É claro que este homem tem uma família, pelo menos uma filha de treze anos com mais maturidade do que ele e um irmão (Jim Sturgess), responsável pela estação, com um passado de alegria, mas que se viu forçado a despedi-lo por má conduta, mas que terá de o readmitir para cumprir essa missão de salvação global. No meio desta narrativa mirabolante haverá ainda a necessidade de raptar o Presidente para possibilitar uma missão dentro da missão, em conivência com uma agente governamental, interpretada por Abbie Cornish, e Jim Sturgess.

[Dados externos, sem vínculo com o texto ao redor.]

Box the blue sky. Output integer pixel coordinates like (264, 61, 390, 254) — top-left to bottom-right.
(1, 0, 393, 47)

Em Geostorm – Ameaça Global passam-se em revista uma coleção de efeitos especiais que de uma forma ou outra vimos em filmes mais ou menos recentes, como San Andreas, O Dia Depois de Amanhã ou O Dia da Independência, apesar de se detetar, aqui e ali, elementos de tensão inspirados em 2001, Odisseia no Espaço ou Gravidade.
Aqui está um filme que brinca com a manipulação do ambiente, isto em plena era de descrédito ambiental pela Administração Trump. No entanto, uma ideia que o atual inquilino da Cada Branca nem haveria de enjeitar. Só que esta medida de ficção acaba por ser, em parte, superada pela escalada das catástrofes naturais dos tempos que correm, com efeitos demasiadamente reais, dificilmente superados pelos óculos 3D ou pelo ecrã IMAX.
Este pode muito bem ser o Godzilla dos Filmes catástrofe, já que pretende combinar os diversos elementos mastodônticos que temos visto nos filmes do género mais recentes. Uma narrativa sobre o controlo das alterações climáticas até poderia ter força, se bem que o resultado não chega para convencer. Até porque recentemente a realidade tem sido demasiado pródiga em mostrar efeitos demasiado reais.